Une meilleure gestion, organisation et hiérarchisation des différentes sphères de la vie induit une meilleure conciliation des multiples rôles à assumer.


Enfin d’après Greer et Payne (2014), la culture organisationnelle doit être adaptée au télétravail pour prévenir ces effets potentiellement délétères. L’entreprise doit élaborer une vraie politique de mise en place du télétravail, développer des dispositifs d’accompagnent psychologique, et faire évoluer les pratiques managériales.
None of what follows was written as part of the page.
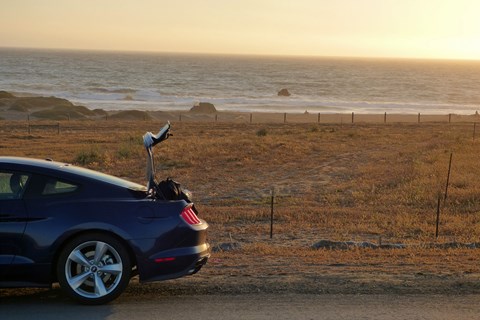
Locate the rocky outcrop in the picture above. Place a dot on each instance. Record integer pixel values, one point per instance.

Le télétravailleur, lui, doit faire preuve de rigueur au niveau organisationnel, pour délimiter ses différentes sphères d’activités.


Sources

Vayre, É. (2019). Les incidences du télétravail sur le travailleur dans les domaines professionnel, familial et social. Le travail humain, vol. 82(1), 1-39

Gajendran, R. S., & Harrison, D. A. (2007). The good, the bad, and the unknown about telecommuting : Meta-analysis of psychological mediators and individual consequences. Journal of Applied Psychology, 92(6), 1524‑1541

Oakman, J., Kinsman, N., Stuckey, R. et al. A rapid review of mental and physical health effects of working at home: how do we optimise health?. BMC Public Health 20, 1825 (2020).